A member of the International Boxing Hall of Fame, LaMotta fought professionally from 1941-54 and had a record of 83 wins, 19 losses and 4 draws, with 30 knockouts. He was sent to the canvas just once in his career and was known for absorbing great punishment while stalking his opponents around the ring.

"I was able to convince my body that I could take it and nobody could hurt me," he told Esquire in 2012. "I might've gotten cut, stitches over my eyes. Broken nose. Broken hands. But I never really got hurt."

The ferocious brawler had a fabled six-bout rivalry with Sugar Ray Robinson, knocking him down in round one of their first fight in 1942 and handing one of history's greatest boxers his only loss in 131 career bouts a year later. (Incredibly, the two battled twice in a 21-day span in 1943.)

Their final fight, at Chicago Stadium on Feb. 14, 1951, was known as boxing's version of the St. Valentine's Day Massacre. Robinson clobbered the champion before the referee ended things with a dazed LaMotta pressed against the ropes in the 13th round.
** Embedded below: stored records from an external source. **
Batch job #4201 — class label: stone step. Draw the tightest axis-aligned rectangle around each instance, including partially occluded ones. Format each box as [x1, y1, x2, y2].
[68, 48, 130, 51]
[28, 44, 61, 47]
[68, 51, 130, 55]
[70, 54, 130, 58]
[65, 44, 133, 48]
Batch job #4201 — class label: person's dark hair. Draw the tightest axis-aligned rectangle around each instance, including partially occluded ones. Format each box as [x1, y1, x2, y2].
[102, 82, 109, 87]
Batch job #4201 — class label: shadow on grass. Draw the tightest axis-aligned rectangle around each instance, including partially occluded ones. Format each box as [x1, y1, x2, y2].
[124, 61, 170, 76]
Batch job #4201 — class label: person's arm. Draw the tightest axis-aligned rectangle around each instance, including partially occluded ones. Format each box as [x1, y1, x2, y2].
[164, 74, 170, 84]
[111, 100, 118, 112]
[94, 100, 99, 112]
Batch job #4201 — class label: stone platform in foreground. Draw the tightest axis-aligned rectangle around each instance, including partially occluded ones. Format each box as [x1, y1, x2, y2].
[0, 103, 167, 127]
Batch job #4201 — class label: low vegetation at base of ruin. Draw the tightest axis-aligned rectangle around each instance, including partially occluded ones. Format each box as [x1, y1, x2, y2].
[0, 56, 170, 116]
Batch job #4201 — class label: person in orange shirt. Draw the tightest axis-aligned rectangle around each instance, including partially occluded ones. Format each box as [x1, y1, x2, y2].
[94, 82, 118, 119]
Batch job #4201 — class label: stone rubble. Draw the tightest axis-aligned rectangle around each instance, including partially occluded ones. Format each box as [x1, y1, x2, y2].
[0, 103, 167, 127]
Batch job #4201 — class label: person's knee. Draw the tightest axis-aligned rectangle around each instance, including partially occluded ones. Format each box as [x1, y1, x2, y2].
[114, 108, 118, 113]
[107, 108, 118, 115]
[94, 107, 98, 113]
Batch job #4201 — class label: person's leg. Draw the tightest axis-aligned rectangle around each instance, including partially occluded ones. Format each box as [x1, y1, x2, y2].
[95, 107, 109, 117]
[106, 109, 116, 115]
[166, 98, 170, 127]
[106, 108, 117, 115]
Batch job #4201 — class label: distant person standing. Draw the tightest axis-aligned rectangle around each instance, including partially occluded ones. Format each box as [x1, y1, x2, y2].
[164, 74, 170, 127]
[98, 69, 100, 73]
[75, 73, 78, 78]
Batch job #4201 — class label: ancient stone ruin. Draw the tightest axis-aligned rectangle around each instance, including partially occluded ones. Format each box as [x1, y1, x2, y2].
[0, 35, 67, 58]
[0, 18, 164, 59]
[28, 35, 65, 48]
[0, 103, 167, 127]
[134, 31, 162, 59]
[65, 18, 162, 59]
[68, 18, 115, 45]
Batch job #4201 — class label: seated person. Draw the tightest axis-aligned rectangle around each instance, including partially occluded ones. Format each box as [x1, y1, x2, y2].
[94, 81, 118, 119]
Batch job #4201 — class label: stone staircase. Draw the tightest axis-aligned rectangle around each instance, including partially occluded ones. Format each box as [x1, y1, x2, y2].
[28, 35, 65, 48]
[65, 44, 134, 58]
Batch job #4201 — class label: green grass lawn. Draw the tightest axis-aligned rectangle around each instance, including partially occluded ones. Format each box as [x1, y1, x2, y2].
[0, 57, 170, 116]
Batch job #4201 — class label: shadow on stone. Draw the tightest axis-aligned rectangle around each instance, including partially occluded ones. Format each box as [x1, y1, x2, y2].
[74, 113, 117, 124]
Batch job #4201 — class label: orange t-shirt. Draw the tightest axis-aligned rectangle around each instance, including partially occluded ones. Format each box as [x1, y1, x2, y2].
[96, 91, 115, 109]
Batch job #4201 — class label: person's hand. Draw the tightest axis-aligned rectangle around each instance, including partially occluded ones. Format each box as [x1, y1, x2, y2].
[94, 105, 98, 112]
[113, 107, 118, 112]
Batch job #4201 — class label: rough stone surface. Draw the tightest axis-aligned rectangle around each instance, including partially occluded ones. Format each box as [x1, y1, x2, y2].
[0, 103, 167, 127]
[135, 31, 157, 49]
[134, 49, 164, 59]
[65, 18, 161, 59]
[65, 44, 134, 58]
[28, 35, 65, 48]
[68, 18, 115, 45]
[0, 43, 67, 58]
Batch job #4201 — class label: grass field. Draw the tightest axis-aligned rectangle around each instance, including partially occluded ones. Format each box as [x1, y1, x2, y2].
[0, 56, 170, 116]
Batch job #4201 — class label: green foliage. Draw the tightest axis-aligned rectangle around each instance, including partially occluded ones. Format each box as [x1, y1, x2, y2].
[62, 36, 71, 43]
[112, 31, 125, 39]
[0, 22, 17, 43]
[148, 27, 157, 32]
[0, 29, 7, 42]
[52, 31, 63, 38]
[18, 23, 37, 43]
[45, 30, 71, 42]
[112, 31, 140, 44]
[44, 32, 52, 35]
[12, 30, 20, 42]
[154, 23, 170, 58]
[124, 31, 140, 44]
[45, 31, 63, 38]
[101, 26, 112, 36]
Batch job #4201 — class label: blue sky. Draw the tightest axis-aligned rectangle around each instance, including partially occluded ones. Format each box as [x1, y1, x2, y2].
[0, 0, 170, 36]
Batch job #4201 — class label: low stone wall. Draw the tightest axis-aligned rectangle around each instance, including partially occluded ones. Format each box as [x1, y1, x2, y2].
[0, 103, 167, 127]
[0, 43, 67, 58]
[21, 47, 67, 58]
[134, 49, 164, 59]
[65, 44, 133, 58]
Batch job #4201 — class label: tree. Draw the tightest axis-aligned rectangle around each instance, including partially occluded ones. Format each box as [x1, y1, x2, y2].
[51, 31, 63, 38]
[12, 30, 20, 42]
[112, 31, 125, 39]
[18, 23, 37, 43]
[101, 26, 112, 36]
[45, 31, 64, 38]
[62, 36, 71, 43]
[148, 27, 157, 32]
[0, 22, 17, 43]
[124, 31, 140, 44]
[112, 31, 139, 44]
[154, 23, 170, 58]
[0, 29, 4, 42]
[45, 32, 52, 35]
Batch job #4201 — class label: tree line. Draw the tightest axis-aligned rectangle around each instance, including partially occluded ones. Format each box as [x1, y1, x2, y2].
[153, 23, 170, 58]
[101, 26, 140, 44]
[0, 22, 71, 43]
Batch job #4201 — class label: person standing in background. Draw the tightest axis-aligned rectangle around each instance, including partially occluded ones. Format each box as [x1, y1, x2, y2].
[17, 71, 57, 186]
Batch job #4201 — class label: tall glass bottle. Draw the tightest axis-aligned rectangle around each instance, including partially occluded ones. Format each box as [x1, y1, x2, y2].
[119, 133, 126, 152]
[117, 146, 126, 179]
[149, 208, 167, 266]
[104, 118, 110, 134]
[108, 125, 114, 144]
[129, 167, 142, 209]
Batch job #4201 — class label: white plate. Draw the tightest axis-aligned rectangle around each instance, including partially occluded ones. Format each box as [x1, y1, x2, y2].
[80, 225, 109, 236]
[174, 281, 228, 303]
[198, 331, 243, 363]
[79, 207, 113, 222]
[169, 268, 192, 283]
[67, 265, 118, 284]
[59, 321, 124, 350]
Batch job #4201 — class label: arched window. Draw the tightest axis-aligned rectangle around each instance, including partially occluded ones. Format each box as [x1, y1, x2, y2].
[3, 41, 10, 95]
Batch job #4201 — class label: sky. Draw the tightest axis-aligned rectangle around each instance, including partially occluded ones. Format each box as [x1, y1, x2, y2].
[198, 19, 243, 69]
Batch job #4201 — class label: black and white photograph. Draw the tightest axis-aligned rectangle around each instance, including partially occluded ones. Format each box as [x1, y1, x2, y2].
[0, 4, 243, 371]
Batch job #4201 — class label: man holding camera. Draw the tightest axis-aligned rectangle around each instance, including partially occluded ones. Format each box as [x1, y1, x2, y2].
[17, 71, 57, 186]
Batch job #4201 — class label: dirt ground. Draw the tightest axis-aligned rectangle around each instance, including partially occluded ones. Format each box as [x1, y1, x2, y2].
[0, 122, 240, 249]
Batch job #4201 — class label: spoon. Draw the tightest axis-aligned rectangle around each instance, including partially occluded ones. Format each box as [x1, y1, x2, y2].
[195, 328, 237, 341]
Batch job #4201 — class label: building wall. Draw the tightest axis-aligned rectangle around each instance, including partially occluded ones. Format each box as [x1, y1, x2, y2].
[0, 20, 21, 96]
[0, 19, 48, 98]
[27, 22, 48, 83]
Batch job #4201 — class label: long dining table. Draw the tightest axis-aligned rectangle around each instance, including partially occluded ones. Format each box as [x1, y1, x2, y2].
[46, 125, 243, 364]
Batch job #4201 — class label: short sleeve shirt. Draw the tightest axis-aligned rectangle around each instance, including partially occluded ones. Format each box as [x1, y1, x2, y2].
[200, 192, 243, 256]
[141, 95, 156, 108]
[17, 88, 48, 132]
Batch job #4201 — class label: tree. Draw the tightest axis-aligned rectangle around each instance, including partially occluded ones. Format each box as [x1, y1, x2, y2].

LaMotta, though, never hit the deck.

In 1960, LaMotta testified that he was paid $20,000 by the mob to take a dive in a 1947 match against Billy Fox in order to get a title shot. He got his chance in 1949 and defeated Frenchman Marcel Cerdan at Briggs Stadium in Detroit to capture the middleweight crown.

De Niro was sent a copy of LaMotta's 1970 memoir, Raging Bull: My Story, and became obsessed with starring in a movie about the former champ, who was then working as a bouncer in Manhattan. Irwin Winkler and Robert Chartoff agreed to produce the 1980 film, but only if the actor could get Scorsese to direct.

Meanwhile, executives at United Artists said they would bankroll the $13 million movie if Winkler and Chartoff would sign off on a sequel to Rocky, their 1976 best picture winner.

In preparation for the film, LaMotta schooled De Niro on the sweet science. "He would say, 'Hit me, don’t worry, don’t worry,' " De Niro recalled in a 2013 interview with Time magazine. "He was 55, but he was really tough. I didn’t realize until I got to his age [how hard it is to] still take a punch."

The actor famously gained 60 pounds during the course of filming — production was stopped for three months so he could gorge himself in Paris restaurants to put on the extra weight to portray LaMotta post-boxing — to win the only best actor Oscar of his career.

“Rest in Peace, Champ," De Niro said in a statement. 

William Forsythe played LaMotta in another film, The Bronx Bull (2016).

A son of Italian immigrants, Giacobbe LaMotta was a native of New York City. (The biography on his website says he was born on the Lower East Side on July 10, 1922.) His father forced him to fight other children in the neighborhood, and adults tossed their loose change at the kids in appreciation. That money helped pay the rent.

LaMotta spent time in reform school before turning pro in 1941. He fought 20 times that year.

After he retired from boxing, LaMotta ran a popular nightclub in Miami Beach in the 1950s and worked as a stand-up comedian. He was seen as a bartender in Paul Newman's The Hustler (1961) and appeared as thugs named Duke, Bugsy and Muscles on episodes of the NBC sitcom Car 54, Where Are You?

LaMotta also co-starred with O.J. Simpson in Firepower (1979) and had top billing in a 1989 film called Mob War. In 2012, he starred for two weeks in a biographical off-Broadway show, Lady and the Champ, in which he recited the "I cudda been a contender" speech from On the Waterfront.

His survivors include his co-star in that production, fiancee Denise Baker, who was 30 years his junior. His second of six wives was Vikki LaMotta, memorably portrayed by Cathy Moriarty in Raging Bull

TMZ first reported the news of his death.